Abstract

A 12-lead electrocardiogram (ECG) allows the recognition of cardiac diseases that may have evolved without causing subjective disturbances. ST changes, bundle branch blocks or left ventricular hypertrophy as well as arrhythmias or premature ectopies are the most important findings. In younger patients the detection of a pre-excitation syndrome (especially Wolff-Parkinson-White) is essential, as it does require special therapeutic management. At our pre-operative clinic a resting ECG is part of the screening programme. The data of 18 939 patients were evaluated over a 3 year period, divided into two categories, with (category I) or without (category II) previous cardiac disturbances in their history. In comparison the resting ECGs of 10 523 healthy firemen (category III) were evaluated. The percentage of pathological ECG findings in the patients scheduled for noncardiac surgery was high. Depending on the decade of their life, 9.5–45.2% of subjects in category I (without any previous cardiac disturbances) and 13.2–80.2% in category II had a pathological ECG. In contrast, only 1.6–4.2% of subjects in category III had pathological ECG findings.
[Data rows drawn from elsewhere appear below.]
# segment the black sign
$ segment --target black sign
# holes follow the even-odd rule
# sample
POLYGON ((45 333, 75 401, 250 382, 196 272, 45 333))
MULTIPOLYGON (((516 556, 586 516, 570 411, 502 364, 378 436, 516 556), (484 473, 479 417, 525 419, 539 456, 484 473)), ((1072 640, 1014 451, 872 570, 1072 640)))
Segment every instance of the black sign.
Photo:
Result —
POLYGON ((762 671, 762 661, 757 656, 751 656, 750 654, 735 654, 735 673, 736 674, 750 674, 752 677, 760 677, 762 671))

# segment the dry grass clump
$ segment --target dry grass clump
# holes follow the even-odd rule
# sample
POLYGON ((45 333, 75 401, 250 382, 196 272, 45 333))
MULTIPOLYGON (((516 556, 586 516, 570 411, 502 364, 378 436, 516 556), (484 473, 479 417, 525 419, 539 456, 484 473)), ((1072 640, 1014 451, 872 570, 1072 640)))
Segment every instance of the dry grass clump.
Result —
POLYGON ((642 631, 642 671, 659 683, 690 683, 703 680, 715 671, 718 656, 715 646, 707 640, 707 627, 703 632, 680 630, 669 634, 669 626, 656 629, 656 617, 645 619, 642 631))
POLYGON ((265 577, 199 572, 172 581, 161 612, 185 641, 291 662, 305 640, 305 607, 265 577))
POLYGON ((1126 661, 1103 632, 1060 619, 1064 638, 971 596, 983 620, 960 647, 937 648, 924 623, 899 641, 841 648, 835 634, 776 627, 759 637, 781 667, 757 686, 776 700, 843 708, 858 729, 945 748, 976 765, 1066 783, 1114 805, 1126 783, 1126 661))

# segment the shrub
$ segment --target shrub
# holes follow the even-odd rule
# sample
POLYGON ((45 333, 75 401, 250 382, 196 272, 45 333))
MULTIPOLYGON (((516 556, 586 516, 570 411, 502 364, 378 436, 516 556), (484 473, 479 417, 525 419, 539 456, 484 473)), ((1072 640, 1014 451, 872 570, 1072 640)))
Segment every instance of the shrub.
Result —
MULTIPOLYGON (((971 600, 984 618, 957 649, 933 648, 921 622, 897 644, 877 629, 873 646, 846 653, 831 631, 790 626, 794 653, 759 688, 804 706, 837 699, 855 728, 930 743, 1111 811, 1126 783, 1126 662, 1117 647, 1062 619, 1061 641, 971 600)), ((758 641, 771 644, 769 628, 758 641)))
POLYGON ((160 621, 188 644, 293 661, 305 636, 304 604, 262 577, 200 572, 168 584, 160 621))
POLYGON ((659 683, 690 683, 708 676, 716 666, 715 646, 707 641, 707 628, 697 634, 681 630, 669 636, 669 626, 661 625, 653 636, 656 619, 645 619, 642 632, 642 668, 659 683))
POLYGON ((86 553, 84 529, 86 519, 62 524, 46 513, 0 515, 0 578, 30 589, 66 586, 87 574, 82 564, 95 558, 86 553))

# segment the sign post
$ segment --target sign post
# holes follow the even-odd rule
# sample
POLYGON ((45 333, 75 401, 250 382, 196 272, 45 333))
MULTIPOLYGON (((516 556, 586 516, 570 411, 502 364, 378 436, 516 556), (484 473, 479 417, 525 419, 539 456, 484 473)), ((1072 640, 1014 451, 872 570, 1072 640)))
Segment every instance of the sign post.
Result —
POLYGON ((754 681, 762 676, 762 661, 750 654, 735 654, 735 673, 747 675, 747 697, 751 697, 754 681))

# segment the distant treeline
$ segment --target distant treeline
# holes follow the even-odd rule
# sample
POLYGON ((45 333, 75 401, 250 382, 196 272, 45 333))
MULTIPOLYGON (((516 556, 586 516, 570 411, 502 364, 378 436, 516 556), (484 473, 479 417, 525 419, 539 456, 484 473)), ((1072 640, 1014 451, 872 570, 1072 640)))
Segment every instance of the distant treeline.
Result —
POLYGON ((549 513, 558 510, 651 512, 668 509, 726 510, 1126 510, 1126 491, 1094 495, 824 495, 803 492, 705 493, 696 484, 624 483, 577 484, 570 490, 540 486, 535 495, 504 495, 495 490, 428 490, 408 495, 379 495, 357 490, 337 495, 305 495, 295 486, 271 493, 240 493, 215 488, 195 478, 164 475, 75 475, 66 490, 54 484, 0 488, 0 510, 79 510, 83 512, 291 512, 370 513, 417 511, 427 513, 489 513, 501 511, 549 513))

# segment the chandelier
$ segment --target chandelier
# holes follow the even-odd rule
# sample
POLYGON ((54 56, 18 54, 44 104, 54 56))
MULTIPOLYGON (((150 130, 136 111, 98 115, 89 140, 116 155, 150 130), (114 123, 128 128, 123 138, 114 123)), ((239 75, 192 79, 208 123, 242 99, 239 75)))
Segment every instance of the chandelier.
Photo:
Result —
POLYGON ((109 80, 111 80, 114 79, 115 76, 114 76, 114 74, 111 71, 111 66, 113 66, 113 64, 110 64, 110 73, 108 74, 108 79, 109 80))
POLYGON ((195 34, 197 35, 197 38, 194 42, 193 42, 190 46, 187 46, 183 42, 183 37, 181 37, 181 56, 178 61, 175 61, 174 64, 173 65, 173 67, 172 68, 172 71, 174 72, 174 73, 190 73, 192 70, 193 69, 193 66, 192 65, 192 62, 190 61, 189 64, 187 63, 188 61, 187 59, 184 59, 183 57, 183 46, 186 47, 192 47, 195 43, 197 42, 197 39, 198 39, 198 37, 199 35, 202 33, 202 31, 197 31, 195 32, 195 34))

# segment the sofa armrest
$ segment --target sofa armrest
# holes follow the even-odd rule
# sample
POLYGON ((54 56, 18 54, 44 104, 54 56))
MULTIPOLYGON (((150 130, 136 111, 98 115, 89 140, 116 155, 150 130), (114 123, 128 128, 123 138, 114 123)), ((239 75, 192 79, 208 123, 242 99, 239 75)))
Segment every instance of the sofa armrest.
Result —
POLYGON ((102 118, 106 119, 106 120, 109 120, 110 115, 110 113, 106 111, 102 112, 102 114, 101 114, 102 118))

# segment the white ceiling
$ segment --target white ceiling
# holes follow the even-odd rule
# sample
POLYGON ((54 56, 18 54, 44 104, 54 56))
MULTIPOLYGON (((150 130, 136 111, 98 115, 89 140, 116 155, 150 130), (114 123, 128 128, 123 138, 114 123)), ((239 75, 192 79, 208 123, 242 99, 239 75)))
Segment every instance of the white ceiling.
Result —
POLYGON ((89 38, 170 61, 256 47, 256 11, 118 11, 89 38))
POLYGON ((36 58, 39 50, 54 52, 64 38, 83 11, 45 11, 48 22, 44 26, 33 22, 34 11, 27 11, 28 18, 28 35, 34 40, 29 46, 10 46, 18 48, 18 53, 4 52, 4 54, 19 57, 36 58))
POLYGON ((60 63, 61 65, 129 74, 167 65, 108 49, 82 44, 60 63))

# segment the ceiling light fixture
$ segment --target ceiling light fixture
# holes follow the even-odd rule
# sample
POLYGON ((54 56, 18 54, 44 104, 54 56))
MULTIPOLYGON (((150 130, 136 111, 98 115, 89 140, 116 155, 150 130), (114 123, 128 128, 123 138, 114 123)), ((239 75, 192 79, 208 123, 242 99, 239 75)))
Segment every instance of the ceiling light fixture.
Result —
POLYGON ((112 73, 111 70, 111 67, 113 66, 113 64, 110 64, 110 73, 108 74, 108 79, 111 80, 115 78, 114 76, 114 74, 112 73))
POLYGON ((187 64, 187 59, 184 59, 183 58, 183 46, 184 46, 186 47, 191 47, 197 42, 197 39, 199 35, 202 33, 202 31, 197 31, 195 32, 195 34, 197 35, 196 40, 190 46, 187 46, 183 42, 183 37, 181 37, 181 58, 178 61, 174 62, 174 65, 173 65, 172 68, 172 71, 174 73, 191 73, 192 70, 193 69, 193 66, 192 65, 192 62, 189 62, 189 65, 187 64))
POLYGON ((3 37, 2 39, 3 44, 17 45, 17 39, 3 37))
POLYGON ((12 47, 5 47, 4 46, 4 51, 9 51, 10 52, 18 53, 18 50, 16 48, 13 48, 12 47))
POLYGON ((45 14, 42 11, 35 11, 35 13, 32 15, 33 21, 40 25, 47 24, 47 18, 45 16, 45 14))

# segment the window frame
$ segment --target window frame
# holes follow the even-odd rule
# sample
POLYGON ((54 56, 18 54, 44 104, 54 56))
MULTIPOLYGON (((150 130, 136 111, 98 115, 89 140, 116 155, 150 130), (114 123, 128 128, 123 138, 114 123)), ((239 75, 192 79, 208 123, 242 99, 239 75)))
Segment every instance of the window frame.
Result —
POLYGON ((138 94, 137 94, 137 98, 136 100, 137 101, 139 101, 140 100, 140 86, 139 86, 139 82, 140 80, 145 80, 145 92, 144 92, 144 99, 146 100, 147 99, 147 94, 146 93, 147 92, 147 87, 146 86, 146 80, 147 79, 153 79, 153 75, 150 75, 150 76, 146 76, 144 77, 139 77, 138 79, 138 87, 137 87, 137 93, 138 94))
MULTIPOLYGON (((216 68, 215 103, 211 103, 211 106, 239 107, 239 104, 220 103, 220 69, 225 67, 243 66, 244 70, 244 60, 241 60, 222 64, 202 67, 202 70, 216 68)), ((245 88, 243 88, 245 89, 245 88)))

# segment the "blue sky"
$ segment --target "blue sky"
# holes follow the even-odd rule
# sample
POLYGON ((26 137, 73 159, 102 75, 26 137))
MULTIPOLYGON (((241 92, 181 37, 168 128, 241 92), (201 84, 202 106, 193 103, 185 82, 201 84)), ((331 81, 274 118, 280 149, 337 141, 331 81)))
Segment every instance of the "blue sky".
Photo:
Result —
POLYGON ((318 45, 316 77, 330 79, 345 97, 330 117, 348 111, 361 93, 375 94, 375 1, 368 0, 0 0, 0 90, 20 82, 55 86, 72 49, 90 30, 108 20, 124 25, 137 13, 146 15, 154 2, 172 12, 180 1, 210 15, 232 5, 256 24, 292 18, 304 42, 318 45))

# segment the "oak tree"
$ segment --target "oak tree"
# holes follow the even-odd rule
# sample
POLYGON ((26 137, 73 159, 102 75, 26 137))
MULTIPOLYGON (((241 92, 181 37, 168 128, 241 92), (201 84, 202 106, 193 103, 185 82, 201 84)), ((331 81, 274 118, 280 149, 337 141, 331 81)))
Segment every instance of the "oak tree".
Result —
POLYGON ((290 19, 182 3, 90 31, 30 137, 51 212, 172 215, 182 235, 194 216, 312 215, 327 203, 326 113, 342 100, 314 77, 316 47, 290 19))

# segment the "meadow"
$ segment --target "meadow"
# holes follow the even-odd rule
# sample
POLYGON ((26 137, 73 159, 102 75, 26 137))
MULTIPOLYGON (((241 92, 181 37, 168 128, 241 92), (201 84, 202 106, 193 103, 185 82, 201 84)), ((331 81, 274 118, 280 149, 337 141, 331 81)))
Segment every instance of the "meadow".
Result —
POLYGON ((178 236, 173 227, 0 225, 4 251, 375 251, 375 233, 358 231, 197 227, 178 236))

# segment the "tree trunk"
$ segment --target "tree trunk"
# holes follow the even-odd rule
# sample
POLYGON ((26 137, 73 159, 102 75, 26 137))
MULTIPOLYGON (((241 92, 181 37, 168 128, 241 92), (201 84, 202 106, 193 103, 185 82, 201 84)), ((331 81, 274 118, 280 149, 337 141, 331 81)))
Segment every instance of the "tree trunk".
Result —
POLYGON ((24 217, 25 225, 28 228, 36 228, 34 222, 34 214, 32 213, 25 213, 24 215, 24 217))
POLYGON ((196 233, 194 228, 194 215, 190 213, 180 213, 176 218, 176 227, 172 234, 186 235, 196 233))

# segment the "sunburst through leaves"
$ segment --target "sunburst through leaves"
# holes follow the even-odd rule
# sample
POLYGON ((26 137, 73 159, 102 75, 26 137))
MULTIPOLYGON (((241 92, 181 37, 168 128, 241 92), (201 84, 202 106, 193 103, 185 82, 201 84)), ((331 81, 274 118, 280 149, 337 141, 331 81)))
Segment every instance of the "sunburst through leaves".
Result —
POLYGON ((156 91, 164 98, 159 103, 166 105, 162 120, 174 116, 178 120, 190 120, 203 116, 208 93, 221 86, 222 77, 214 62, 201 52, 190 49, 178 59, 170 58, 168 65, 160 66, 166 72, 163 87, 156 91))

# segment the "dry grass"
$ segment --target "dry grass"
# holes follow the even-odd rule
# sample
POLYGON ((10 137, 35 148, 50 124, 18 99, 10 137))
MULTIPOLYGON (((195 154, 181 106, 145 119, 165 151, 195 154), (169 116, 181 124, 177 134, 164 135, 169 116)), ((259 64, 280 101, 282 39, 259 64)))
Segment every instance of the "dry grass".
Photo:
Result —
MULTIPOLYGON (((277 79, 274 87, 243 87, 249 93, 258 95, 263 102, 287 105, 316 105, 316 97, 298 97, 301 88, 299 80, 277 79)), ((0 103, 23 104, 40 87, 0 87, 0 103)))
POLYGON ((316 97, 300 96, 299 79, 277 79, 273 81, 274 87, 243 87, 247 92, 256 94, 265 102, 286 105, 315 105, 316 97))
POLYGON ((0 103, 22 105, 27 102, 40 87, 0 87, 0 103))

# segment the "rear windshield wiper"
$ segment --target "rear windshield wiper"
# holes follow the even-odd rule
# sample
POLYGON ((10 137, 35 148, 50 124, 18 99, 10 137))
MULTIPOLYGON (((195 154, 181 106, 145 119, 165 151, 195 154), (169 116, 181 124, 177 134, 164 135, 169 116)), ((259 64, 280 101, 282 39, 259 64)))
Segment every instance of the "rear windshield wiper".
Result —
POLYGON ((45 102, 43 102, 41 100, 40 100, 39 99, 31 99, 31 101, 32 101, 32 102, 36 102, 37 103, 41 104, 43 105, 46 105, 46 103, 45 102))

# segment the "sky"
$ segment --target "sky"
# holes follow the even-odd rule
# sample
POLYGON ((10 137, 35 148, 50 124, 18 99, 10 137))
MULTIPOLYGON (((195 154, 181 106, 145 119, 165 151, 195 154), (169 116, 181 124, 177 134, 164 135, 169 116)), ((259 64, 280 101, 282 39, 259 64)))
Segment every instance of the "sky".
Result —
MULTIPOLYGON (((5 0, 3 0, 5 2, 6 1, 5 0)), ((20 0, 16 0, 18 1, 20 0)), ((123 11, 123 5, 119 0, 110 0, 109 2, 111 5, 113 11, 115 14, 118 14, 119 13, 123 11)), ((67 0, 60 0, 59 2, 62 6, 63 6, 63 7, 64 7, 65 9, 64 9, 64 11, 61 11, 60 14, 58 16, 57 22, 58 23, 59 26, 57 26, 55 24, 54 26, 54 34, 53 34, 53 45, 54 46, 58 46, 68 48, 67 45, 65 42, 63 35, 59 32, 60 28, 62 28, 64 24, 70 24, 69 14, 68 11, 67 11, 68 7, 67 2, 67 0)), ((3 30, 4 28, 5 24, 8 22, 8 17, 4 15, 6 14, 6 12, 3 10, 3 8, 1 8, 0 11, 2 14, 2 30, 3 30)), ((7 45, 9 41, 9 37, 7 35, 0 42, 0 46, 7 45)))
The statement that the percentage of relevant pathological findings is increasing with age can be emphasized although a threshold cannot actually be defined: there is no difference in the incidence of changes in the age groups from 40 to 60 years. On the other hand, surgical patients without any cardiac history showed an incidence of pathological findings of 7.6%. The ECG is an inexpensive, easy-to-perform non-invasive procedure. In combination with an exact physical examination and a careful judgement of the impact of the findings on anaesthesia it allows a reliable pre-operative evaluation.